What a great analogy of the iPad. Since March, I’ve been using an iPad I exclusively. In May, I purchased a new 2021 11” iPad Air 4th generation with 256 GB SSD, Magic Keyboard, Apple Pencil, and Magic Mouse 2, and I’m loving it. The new multitasking features coming in iPadOS 15 are going to make the iPad even better.
Are you ditching the third device?
I often wonder how many people actually own an iPad and if they do how often they actually use it. I know there are iPad enthusiasts like Federico Viticci and Christopher Lawley. But what about you and me?
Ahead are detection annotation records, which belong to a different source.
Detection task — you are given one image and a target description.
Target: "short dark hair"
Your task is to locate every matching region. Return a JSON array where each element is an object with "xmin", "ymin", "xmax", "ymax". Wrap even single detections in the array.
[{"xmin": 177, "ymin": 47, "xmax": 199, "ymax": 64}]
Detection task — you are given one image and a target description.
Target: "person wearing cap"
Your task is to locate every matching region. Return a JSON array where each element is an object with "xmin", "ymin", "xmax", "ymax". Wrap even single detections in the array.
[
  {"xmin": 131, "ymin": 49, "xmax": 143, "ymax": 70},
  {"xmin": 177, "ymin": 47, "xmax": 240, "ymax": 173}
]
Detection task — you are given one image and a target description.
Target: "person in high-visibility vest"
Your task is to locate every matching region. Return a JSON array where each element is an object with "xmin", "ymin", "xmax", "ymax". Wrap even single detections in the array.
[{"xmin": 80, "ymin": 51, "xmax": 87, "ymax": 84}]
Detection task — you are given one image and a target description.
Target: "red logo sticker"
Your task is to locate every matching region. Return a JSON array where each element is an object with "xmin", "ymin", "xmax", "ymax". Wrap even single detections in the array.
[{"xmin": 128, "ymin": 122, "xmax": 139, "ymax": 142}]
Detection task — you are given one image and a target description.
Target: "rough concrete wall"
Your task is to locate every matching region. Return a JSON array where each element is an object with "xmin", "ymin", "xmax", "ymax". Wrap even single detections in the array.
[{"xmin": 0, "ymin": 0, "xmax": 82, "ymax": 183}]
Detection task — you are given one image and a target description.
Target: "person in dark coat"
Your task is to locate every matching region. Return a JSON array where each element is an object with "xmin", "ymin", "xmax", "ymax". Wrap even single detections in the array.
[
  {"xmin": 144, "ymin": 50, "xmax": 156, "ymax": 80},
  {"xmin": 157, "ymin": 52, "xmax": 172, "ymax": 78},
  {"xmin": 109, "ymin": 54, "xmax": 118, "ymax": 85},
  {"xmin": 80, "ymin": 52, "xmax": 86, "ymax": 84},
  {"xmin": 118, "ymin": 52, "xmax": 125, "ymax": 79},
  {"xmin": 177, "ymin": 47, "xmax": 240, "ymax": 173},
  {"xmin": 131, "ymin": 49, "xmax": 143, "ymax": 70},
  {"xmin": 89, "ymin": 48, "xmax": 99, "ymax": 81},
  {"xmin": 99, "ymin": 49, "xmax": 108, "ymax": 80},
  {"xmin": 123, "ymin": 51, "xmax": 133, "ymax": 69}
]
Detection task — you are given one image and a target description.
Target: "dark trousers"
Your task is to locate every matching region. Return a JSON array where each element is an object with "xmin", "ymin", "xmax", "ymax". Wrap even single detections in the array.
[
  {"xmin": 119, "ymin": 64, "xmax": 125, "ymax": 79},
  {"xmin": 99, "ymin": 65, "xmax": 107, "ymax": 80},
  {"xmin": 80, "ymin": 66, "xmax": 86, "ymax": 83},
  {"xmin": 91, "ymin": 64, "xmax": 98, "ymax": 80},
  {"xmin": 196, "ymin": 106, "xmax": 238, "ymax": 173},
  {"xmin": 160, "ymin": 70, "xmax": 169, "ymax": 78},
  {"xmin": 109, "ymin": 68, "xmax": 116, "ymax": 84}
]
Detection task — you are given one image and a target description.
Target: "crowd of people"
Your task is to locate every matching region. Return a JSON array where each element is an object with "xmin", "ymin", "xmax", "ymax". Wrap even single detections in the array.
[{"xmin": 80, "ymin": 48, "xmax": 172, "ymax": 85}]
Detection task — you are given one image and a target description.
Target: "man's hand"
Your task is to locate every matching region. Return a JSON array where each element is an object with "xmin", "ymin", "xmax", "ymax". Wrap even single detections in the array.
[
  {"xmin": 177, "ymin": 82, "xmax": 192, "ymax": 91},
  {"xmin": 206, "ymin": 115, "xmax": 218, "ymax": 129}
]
According to my blog’s Google Search Console visitor statistics the distribution of device type used to visit my blog puts the tablet (which includes iPad) far behind the desktop (which includes laptop), and the smartphone.
- Desktop 63%
- Smartphone 34%
- Tablet 3%
These percentages are fairly consistent month after month.
I have an iPad, but I haven’t used it for a few months. A few weeks ago I figured I should be using it so the other day I turned it into a read-only device. You know what? I still don’t use it because I would rather read on my iPhone.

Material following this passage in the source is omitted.